In the past few months, the numbers from the US have not been good. The new home sales numbers have been disappointing. In June, data from the Census Bureau showed that new home sales rose by 626k. This was the third straight month of declines, and the lowest level since March of this year. On trade, the US trade deficit has continued to widen as Donald Trump continues with his trade wars. In May, the trade deficit rose by more than $70 billion. This increased by more than $74.5 billion in June.

While Donald Trump has added more tariffs on Chinese goods, the reality is that most manufacturers are leaving China for other low-cost countries in Asia like Vietnam and Indonesia. As a result, US manufacturing has not improved. In fact, a number of large companies like Apple and General Motors have announced their plans to leave the country for other projects.

While the jobs numbers released this month were better than expected, the reality is that wages have remained being low. In addition, many companies have announced rounds of layoffs.

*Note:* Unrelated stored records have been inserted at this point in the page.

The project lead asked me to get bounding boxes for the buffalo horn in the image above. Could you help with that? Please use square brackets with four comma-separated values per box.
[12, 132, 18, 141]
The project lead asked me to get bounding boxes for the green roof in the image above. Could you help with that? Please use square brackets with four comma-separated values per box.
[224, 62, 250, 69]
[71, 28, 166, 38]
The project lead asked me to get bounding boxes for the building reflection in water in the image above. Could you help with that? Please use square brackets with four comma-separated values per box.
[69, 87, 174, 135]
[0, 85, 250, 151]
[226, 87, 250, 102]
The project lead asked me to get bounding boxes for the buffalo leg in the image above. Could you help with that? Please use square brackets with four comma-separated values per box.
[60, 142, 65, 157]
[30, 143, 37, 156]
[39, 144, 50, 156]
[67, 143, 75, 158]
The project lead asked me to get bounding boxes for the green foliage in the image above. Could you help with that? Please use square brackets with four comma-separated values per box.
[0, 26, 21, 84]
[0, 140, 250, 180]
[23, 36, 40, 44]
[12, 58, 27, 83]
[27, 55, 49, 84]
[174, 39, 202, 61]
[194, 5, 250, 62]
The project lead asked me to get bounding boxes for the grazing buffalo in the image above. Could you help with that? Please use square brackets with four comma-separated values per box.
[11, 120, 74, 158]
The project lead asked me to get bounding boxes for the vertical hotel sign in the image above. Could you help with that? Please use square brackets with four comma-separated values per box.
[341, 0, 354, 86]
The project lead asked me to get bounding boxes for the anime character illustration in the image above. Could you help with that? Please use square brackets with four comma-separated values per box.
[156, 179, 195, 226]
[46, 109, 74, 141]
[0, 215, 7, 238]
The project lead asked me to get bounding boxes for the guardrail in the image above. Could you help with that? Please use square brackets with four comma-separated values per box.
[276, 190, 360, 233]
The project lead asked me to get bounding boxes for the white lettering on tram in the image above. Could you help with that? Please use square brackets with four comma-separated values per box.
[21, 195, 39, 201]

Meanwhile, other countries that form the dollar index are not doing well either. In the UK, the country is facing a number of challenges, including the uncertainty over Brexit. However, this week, the sterling was among the best-performing currencies in the basket that make the dollar index. In Japan, the yen has been strengthening as investors expect that the BOJ will move to tweak interest rates in the next one year. The Australian dollar rose sharply, driven by the recent trend in the labor market. In June, the economy created more than 21k jobs and the unemployment rate remained unchanged. In Canada, the loonie strengthened as investors expect the BOC to leave rates unchanged as the Fed raises rates.

As shown below, the dollar index has dropped sharply in the past few days. This price is below the 21-day and 42-day moving averages. The RSI has moved from the oversold level of 24 to above 42. The index has started to move higher in the past few sessions. There is a likelihood that the pair will continue moving to a high of 96.7.